In situations where the hernia sac is quite large and redundant, the resulting defect is often quite small. To perform high ligation, it is preferable to establish a window anterior to the cord structures prior to division to ensure their safety. After fully encircling the sac and ensuring that the cord structures are isolated, the sac can be divided at the level of the internal inguinal ring. The distal portion is left open while the proximal portion is ligated. There is a higher risk of a postoperative hydrocele when leaving the distal portion of the sac so complete reduction is recommended when possible but high ligation is a good alternative when necessary.
Other tips include the following: 1. The peritoneal sac should be retracted completely off of the cord structures back to the level of the peritoneum, approximately mid psoas laterally and to the iliacs medially (Fig. 7.7).
2. Cord lipomas should be fully reduced and excised if they are encountered as this can mimic a hernia recurrence postoperatively.
3. Round ligament in females is typically left intact but can be taken if needed. There is some thought that transection increases pelvic floor dysfunction.
Overall, you should define the “critical view ” in the setting of laparoscopic inguinal hernia: the peritoneal flap is completely reduced, cooper’s ligament is exposed, the direct space has been explored, and the cord or round ligament can be seen entering the internal ring. All lipomas have been reduced as well.
Mesh
Mesh is typically placed prior to docking into the abdomen to aid in efficiency. It is placed through the midline trocar (usually 12 mm); however, it is possible to slowly advance it through an 8 mm, though this may result in tearing or disfigurement of the mesh.
The mesh chosen should be a monofilament, have a pore-size of at least 1.0–1.5 mm, and have a tensile strength of >16 N/cm [2].
Polypropylene mesh (Bard © 3Dmax) is our preference. The shape is helpful with orientation, placement, and to reduce the need for anchoring. Large (10.8 × 16 cm) is generally utilized. X-Large (12.4 × 17 × 3 cm) may be preferable with a large hernia defect or in large patients. Some practices have transitioned to self-gripping polyester mesh for which we have limited experience but feel that it can be safe and may have the benefit of not requiring fixation.

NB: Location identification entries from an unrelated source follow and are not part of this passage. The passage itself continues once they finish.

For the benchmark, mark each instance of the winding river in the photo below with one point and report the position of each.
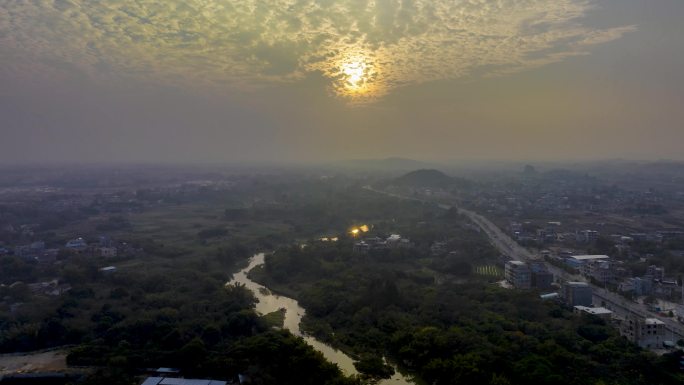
(269, 302)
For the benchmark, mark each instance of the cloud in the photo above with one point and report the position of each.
(255, 42)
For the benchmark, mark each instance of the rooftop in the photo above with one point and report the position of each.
(594, 310)
(180, 381)
(589, 257)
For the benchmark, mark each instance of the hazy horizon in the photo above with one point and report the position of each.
(323, 81)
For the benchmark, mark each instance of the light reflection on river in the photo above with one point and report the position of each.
(269, 302)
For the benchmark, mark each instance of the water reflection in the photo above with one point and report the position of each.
(269, 302)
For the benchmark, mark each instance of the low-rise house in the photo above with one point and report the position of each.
(586, 236)
(518, 274)
(108, 270)
(577, 261)
(577, 293)
(648, 333)
(108, 252)
(541, 278)
(600, 312)
(78, 244)
(180, 381)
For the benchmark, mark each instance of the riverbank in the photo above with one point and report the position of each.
(269, 300)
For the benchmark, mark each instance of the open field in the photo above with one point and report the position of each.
(51, 361)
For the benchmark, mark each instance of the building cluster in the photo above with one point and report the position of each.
(394, 241)
(522, 275)
(654, 283)
(103, 247)
(648, 333)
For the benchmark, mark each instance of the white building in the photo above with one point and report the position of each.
(648, 333)
(518, 274)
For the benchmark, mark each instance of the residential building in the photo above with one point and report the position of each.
(577, 261)
(648, 333)
(180, 381)
(518, 274)
(600, 312)
(586, 236)
(77, 244)
(577, 293)
(541, 278)
(108, 252)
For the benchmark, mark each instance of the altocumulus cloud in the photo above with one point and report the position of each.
(365, 48)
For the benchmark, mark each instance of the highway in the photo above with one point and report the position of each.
(506, 245)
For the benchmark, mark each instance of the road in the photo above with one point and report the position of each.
(506, 245)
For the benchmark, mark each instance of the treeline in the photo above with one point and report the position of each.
(457, 333)
(166, 313)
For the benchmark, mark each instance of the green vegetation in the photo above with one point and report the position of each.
(274, 319)
(459, 331)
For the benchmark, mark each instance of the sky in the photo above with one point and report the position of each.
(315, 81)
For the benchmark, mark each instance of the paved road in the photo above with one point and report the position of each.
(511, 248)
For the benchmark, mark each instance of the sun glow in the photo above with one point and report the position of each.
(354, 72)
(356, 76)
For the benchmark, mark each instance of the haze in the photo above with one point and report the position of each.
(301, 81)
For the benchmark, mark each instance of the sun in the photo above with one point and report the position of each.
(354, 74)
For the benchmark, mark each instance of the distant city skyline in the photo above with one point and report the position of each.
(320, 81)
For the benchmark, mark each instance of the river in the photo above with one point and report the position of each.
(269, 302)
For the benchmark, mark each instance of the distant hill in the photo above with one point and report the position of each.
(427, 178)
(386, 164)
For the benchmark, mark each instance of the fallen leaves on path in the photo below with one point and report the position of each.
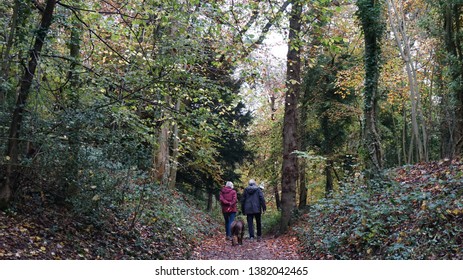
(284, 247)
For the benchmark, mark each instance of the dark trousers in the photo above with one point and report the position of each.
(229, 218)
(250, 219)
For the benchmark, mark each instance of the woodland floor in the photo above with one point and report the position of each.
(284, 247)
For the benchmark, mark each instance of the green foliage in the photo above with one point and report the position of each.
(409, 220)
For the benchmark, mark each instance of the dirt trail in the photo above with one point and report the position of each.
(284, 247)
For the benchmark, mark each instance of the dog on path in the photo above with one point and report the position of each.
(237, 231)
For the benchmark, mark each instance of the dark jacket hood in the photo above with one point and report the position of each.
(227, 190)
(252, 188)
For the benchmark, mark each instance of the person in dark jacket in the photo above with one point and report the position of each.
(228, 200)
(253, 205)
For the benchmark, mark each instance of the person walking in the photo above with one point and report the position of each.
(228, 201)
(253, 205)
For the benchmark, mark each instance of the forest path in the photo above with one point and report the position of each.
(284, 247)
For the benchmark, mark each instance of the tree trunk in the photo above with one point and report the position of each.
(12, 152)
(175, 146)
(370, 17)
(293, 81)
(397, 23)
(302, 185)
(329, 178)
(5, 55)
(161, 155)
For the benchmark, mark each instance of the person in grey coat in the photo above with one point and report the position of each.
(253, 205)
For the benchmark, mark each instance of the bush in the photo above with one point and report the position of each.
(402, 220)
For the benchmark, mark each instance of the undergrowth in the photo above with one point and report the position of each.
(416, 213)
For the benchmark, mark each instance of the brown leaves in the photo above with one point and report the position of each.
(284, 247)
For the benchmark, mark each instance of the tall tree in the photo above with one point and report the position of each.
(399, 28)
(12, 153)
(371, 18)
(451, 12)
(293, 83)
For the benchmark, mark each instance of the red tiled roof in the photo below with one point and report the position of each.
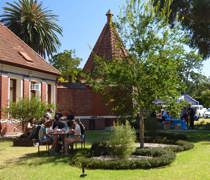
(108, 45)
(14, 51)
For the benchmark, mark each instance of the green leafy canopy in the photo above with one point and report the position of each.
(35, 25)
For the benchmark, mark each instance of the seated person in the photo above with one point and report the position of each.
(82, 128)
(167, 116)
(57, 123)
(74, 135)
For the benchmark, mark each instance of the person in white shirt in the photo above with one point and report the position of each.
(74, 135)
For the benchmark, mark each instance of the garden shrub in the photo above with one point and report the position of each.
(122, 140)
(100, 149)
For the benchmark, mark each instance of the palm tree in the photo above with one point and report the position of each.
(33, 24)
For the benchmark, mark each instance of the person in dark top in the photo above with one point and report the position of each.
(82, 127)
(57, 123)
(191, 117)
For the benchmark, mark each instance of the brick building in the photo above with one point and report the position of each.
(80, 99)
(23, 74)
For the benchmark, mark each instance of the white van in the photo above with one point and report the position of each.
(199, 110)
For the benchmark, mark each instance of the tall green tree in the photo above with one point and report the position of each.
(34, 24)
(155, 68)
(68, 64)
(195, 17)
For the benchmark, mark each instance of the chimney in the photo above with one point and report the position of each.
(109, 16)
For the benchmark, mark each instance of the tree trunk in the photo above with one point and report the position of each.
(141, 130)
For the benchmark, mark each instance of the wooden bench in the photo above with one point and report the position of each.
(37, 144)
(81, 141)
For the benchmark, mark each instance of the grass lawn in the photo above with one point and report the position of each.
(23, 163)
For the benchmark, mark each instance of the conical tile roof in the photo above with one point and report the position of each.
(108, 45)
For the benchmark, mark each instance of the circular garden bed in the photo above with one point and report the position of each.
(100, 157)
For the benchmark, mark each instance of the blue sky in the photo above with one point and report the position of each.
(82, 21)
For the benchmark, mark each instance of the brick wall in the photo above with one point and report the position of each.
(4, 82)
(26, 88)
(83, 102)
(44, 91)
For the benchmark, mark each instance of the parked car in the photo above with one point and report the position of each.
(199, 110)
(207, 113)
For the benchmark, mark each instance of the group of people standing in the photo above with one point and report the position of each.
(188, 114)
(49, 129)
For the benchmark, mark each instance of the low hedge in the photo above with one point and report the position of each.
(181, 146)
(157, 157)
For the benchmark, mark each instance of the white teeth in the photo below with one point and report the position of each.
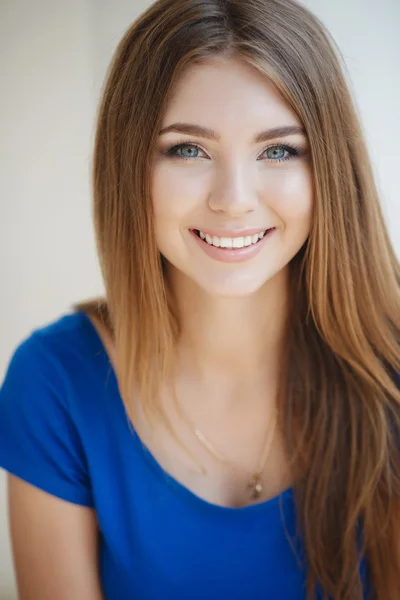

There was previously a tendency by surgeons performing a laparoscopic repair to cut a slit in the mesh to allow cord structures to pass. This may however lead to recurrence and also scarring and pain associated with the cord structures, potentially with testicular ischemia. There does not appear to be any increased adverse occurrences associated with leaving the mesh intact and that is our recommended practice for the robotic platform.
There is ample evidence to support equal recurrence rates comparing fixation vs. non-fixation of mesh with lower incidence of chronic pain after non-fixation. However, non-fixation was frequently performed in hernias <3 cm; therefore, it is recommended to fixate mesh with hernia defects>3 cm [2]. This may be particularly true in the case of direct defects. An advantage to the robotic platform is the ability to place sutures (rather than utilizing a tacking device). We generally place two 3-0 vicryl simple interrupted sutures medially in the rectus muscle and 1 laterally, superior to the ASIS, into the transversus musculature. No sutures or tacks are placed into the midline bony or ligamentous structures. As with the laparoscopic approach, it is imperative to avoid fixation inferior to the iliopubic tract to avoid risks associated with triangle of pain and triangle of doom. Fibrin glue is an acceptable alternative for mesh fixation, which may result in lower chronic pain rates [2].